ChatPen from Anoto and Sony Ericsson, available now in Sweden for approximately $260, U.S. release later this year
PROS: With ChatPen’s camera technology, you can store handwritten notes, send e-mail directly from paper, or call up a Web page by writing a URL.
CONS: The pen can be used only on paper covered with dots — invisible to the eye, but necessary for deciphering handwriting and transmitting e-mail and Web commands.
BOTTOM LINE: Although the paper is restricting, quick e-mail and Web access are worth the effort.
VPen by OTM Technologies, available in 2003 for less than $200
PROS: A laser point allows use on any surface that reflects light. Partnerships with heavyweights like Microsoft and Motorola ensure multisystem compatibility.
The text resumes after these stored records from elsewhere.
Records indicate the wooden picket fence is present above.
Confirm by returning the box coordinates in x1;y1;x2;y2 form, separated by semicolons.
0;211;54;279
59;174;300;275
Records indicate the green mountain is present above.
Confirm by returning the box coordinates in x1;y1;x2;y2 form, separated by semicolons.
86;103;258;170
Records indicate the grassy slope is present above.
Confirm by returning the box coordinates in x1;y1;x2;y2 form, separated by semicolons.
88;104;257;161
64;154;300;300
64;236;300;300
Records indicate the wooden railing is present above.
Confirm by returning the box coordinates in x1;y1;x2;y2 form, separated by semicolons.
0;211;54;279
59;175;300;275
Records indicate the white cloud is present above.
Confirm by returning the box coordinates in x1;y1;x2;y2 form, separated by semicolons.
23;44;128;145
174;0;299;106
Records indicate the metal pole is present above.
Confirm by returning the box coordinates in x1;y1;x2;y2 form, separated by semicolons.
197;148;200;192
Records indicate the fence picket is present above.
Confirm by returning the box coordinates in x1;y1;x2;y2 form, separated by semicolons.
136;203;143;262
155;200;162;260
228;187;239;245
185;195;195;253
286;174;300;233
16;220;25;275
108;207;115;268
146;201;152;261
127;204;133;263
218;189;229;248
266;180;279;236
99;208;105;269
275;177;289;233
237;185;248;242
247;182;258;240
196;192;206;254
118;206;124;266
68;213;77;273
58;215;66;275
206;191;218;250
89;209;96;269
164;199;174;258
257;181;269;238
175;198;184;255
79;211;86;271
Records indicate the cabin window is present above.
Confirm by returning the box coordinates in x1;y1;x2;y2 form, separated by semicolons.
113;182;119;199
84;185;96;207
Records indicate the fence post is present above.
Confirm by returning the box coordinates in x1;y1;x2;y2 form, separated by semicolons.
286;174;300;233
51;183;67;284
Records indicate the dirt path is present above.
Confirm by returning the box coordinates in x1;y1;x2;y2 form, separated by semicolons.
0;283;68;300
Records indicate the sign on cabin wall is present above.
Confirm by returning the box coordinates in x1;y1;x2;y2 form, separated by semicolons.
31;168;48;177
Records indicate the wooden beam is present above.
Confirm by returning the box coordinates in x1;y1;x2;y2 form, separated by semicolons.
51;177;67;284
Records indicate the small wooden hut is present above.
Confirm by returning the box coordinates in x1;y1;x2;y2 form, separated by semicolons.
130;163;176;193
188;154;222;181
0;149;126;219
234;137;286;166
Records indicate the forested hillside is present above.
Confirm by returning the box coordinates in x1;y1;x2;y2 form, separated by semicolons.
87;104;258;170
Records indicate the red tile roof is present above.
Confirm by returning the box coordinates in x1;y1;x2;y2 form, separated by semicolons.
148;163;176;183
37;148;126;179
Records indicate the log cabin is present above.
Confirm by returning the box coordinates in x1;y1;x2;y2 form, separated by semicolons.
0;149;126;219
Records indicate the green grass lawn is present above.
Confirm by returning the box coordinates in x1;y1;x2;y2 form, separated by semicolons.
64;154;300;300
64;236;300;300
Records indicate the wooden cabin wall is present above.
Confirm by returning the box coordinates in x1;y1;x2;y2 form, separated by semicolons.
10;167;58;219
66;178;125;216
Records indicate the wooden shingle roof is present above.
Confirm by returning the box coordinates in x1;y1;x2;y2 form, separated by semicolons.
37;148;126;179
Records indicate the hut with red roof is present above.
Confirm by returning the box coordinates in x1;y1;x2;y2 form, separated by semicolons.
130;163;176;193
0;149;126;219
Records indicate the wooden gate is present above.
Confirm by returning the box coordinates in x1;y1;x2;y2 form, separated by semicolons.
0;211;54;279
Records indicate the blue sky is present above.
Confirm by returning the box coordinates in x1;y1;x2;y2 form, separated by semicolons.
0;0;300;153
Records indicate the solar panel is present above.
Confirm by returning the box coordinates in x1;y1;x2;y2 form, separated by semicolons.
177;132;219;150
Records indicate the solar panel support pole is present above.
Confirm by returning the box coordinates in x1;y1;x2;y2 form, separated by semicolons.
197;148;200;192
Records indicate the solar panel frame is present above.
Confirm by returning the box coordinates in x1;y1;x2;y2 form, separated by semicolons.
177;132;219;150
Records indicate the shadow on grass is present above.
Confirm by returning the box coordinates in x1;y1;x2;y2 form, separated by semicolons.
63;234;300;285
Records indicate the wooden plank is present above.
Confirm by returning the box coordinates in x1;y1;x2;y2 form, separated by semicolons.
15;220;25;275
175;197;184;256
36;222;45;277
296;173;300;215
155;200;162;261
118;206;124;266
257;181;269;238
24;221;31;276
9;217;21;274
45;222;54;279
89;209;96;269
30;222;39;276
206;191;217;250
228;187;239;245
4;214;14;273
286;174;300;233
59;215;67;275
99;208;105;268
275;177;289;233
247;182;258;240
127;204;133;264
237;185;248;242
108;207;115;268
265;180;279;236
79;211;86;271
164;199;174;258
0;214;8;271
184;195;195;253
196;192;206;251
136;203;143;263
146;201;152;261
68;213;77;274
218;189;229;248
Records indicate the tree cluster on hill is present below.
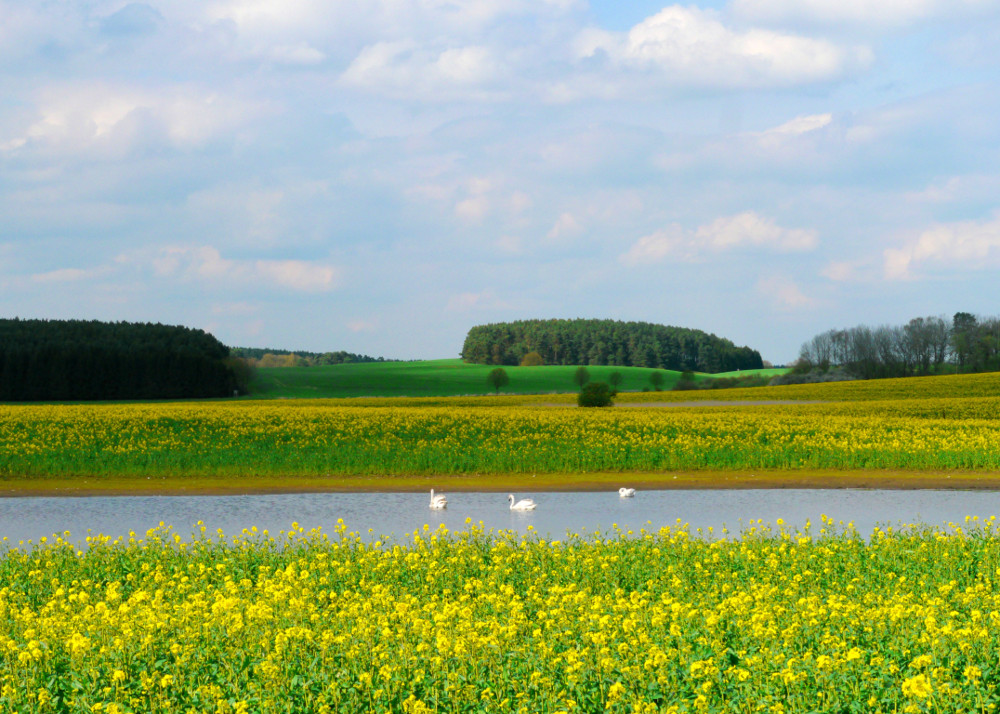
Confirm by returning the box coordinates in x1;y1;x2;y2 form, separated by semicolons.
0;318;241;401
230;347;394;367
462;319;763;372
794;312;1000;379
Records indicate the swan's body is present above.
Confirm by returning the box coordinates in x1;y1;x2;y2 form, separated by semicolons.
431;488;448;510
507;493;538;511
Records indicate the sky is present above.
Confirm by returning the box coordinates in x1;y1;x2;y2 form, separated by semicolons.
0;0;1000;364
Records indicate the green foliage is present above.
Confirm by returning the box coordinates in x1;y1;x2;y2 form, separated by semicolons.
521;351;545;367
229;347;393;367
251;359;692;398
462;320;763;372
576;382;612;407
225;357;257;394
486;367;510;394
0;319;237;401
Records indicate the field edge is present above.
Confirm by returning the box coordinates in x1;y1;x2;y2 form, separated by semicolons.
0;469;1000;498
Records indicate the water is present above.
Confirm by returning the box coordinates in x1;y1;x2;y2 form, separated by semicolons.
0;489;1000;544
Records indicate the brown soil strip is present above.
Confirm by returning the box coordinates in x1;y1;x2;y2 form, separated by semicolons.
530;399;829;409
0;470;1000;498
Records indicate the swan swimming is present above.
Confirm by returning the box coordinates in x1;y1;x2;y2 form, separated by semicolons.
431;488;448;510
507;493;538;511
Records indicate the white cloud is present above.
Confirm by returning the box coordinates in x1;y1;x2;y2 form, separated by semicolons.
340;40;504;101
577;5;872;87
31;268;108;283
267;42;326;65
124;246;341;292
455;196;490;223
763;114;833;136
757;276;816;311
820;261;858;283
732;0;1000;25
495;236;523;255
883;212;1000;280
695;211;819;253
620;211;819;265
346;320;377;332
545;213;583;240
253;260;340;292
444;290;506;312
619;224;694;265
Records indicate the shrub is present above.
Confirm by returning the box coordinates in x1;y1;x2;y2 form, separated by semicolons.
521;352;545;367
486;367;510;394
576;382;613;407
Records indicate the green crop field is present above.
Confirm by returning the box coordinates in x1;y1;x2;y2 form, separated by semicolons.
251;359;786;399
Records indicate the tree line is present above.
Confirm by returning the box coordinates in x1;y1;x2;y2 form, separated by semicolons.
796;312;1000;379
0;318;245;401
229;347;394;367
461;319;763;372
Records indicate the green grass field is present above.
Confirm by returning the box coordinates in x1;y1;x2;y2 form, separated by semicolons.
251;359;785;399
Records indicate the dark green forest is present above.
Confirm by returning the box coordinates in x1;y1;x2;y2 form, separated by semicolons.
462;319;763;372
229;347;386;367
795;312;1000;379
0;318;238;401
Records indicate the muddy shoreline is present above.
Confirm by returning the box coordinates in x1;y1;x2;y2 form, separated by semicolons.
0;470;1000;498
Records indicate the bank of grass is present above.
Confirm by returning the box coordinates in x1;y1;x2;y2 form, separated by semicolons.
251;359;724;399
0;469;1000;498
0;374;1000;493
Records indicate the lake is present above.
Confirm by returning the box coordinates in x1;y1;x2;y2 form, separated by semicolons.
0;489;1000;545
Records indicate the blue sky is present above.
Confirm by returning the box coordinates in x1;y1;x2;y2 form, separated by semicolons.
0;0;1000;363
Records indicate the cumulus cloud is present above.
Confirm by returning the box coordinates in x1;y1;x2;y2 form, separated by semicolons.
444;290;507;312
546;213;582;240
577;5;872;87
620;211;819;265
732;0;1000;25
0;82;261;153
883;212;1000;280
124;246;341;292
340;40;503;99
757;275;816;311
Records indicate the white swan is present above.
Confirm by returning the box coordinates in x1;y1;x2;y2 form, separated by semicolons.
507;493;538;511
431;488;448;510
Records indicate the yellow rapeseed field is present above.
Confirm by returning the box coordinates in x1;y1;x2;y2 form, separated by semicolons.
0;386;1000;478
0;517;1000;714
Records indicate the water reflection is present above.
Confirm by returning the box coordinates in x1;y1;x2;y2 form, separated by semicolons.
0;489;1000;544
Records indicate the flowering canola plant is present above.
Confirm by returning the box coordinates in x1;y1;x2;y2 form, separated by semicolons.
0;517;1000;714
0;394;1000;478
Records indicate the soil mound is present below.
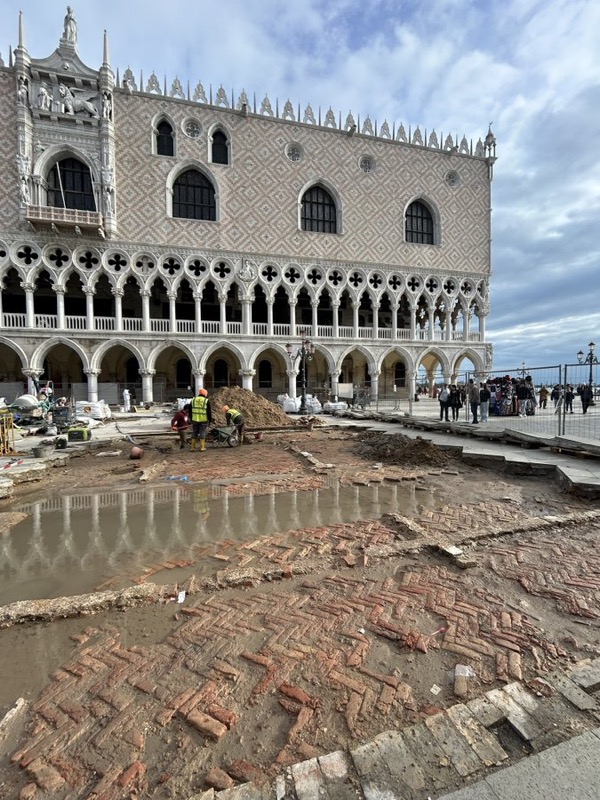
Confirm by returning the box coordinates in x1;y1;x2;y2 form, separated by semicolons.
208;386;296;428
354;431;450;467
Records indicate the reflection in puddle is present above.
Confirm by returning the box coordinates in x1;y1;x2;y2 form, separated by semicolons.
0;481;433;605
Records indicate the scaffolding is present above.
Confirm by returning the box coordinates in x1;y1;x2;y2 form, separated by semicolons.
0;409;15;456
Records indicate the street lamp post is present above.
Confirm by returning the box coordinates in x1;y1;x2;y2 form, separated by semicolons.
285;339;315;414
577;342;600;406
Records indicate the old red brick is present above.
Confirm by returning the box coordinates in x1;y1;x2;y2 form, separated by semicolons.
186;709;227;741
119;761;146;789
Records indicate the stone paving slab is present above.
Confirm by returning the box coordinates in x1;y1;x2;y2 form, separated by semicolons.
439;731;600;800
216;659;600;800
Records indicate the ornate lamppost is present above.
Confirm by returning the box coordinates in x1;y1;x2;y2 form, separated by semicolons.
285;339;315;414
577;342;600;406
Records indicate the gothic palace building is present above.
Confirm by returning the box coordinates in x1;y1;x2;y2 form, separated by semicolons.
0;8;496;403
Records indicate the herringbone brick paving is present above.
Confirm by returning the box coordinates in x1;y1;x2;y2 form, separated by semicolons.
4;520;599;798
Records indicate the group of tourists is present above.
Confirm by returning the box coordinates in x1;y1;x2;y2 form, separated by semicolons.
437;375;593;424
171;389;246;453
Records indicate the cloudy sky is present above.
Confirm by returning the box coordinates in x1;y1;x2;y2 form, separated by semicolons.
0;0;600;369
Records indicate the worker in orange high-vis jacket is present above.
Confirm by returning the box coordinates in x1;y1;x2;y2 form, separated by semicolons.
190;389;212;451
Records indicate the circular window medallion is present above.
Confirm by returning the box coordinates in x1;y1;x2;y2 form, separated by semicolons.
183;119;202;139
285;142;304;162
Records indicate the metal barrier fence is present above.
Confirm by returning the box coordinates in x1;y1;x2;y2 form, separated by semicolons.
372;363;600;440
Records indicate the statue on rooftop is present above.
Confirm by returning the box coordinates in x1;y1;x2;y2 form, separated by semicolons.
63;6;77;44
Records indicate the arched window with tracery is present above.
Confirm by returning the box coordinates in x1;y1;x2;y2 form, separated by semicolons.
300;185;337;233
48;158;96;211
258;358;273;389
406;200;434;244
173;169;217;221
211;130;229;164
156;119;175;156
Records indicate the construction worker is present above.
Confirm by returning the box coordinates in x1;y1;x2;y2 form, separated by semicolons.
190;389;212;452
222;406;246;444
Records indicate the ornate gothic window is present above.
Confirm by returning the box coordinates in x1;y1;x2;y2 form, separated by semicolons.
301;186;337;233
48;158;96;211
406;200;433;244
212;131;229;164
173;169;217;220
156;119;175;156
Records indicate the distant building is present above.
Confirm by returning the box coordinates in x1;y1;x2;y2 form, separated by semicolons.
0;7;496;403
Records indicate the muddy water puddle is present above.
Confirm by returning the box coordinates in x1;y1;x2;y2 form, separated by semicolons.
0;481;435;605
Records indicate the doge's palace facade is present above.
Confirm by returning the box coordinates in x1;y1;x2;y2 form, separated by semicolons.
0;10;496;403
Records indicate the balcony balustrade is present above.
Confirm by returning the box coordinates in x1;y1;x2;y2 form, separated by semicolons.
0;311;483;342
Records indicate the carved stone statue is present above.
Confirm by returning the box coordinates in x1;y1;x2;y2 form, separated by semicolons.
38;83;50;111
20;176;31;206
17;75;29;106
58;83;99;119
63;6;77;44
102;92;112;119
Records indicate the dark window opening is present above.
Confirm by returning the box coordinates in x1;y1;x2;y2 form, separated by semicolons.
173;169;217;221
301;186;337;233
48;158;96;211
212;131;229;164
406;201;433;244
156;120;175;156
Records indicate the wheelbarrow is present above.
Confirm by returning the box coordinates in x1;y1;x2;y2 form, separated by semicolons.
206;425;240;447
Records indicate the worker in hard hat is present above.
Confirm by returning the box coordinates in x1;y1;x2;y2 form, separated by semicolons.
190;389;212;452
221;406;246;444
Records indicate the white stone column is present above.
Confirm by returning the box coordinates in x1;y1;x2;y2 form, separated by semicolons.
194;292;202;333
84;369;100;403
410;298;417;340
23;283;35;328
242;296;252;336
140;369;156;403
371;301;379;339
112;289;124;331
52;286;67;331
371;372;380;403
287;364;298;400
219;294;227;336
167;292;177;333
83;286;94;331
329;369;340;403
140;289;150;333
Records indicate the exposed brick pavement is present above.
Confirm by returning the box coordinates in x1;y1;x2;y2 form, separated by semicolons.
4;544;596;800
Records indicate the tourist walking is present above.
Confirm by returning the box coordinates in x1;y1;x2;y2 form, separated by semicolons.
479;383;492;422
438;384;450;422
579;383;593;414
467;378;480;425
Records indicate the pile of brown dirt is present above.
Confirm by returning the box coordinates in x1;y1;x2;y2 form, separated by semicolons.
354;431;449;467
208;386;296;428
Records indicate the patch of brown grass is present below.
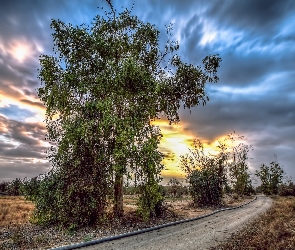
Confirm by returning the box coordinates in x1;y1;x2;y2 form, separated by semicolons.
212;197;295;250
0;196;34;227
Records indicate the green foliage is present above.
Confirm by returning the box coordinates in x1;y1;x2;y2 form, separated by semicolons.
6;178;23;196
35;2;221;226
166;178;187;198
278;180;295;196
255;162;284;195
228;132;254;196
21;177;41;201
180;140;227;206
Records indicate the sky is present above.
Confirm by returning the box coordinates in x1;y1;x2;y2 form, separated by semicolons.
0;0;295;182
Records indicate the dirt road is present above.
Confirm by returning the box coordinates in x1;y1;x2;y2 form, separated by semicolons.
79;196;272;250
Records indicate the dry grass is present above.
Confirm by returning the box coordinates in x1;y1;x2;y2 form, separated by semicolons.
0;196;34;227
213;197;295;250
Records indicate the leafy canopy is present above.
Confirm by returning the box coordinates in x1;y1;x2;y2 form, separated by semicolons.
36;6;221;225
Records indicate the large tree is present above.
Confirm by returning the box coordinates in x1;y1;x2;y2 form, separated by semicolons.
38;4;221;224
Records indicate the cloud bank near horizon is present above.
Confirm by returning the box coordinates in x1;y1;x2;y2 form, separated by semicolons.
0;0;295;181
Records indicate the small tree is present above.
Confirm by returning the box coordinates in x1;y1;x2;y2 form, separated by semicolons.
167;177;182;197
255;162;284;194
180;140;227;206
228;132;253;196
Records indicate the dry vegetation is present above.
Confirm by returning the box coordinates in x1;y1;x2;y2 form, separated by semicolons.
212;197;295;250
0;196;34;227
0;195;254;250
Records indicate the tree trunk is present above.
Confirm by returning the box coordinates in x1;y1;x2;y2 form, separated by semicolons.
113;174;124;217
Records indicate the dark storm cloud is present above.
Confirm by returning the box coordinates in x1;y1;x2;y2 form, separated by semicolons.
0;115;46;147
0;114;49;182
207;0;295;36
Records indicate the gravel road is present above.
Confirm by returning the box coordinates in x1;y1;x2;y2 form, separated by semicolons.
79;196;272;250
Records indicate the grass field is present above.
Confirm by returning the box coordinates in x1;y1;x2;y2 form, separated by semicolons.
0;196;34;227
214;197;295;250
0;196;295;250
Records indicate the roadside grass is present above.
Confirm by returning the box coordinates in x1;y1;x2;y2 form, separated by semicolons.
0;196;34;227
212;196;295;250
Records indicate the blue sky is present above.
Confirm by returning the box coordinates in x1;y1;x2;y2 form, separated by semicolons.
0;0;295;184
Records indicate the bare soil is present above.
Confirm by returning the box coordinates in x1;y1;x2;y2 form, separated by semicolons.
0;195;251;249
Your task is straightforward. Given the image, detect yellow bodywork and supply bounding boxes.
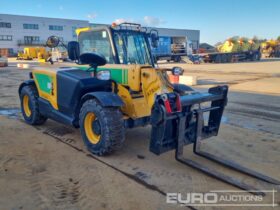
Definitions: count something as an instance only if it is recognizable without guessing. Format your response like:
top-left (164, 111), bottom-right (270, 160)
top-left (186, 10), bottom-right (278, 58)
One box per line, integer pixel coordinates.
top-left (32, 69), bottom-right (58, 110)
top-left (32, 64), bottom-right (173, 119)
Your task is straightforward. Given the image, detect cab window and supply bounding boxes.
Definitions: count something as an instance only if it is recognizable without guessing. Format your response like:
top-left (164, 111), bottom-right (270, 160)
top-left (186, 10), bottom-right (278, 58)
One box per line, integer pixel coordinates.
top-left (78, 30), bottom-right (114, 64)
CONS: Long wait for its arrival.
BOTTOM LINE: OK, so the wait seems extreme, but so are the promised benefits. The ability to write on any surface is key, and with big-name partners, other innovations seem likely.
InkLink by Seiko, available now for $100
PROS: Use with any paper up to legal size. Allows user to cut, copy, paste, e-mail, and store handwritten notes.
CONS: Less sophisticated than the others; no mouse-like capabilities
BOTTOM LINE: The InkLink isn’t as advanced, but it is inexpensive and on shelves now.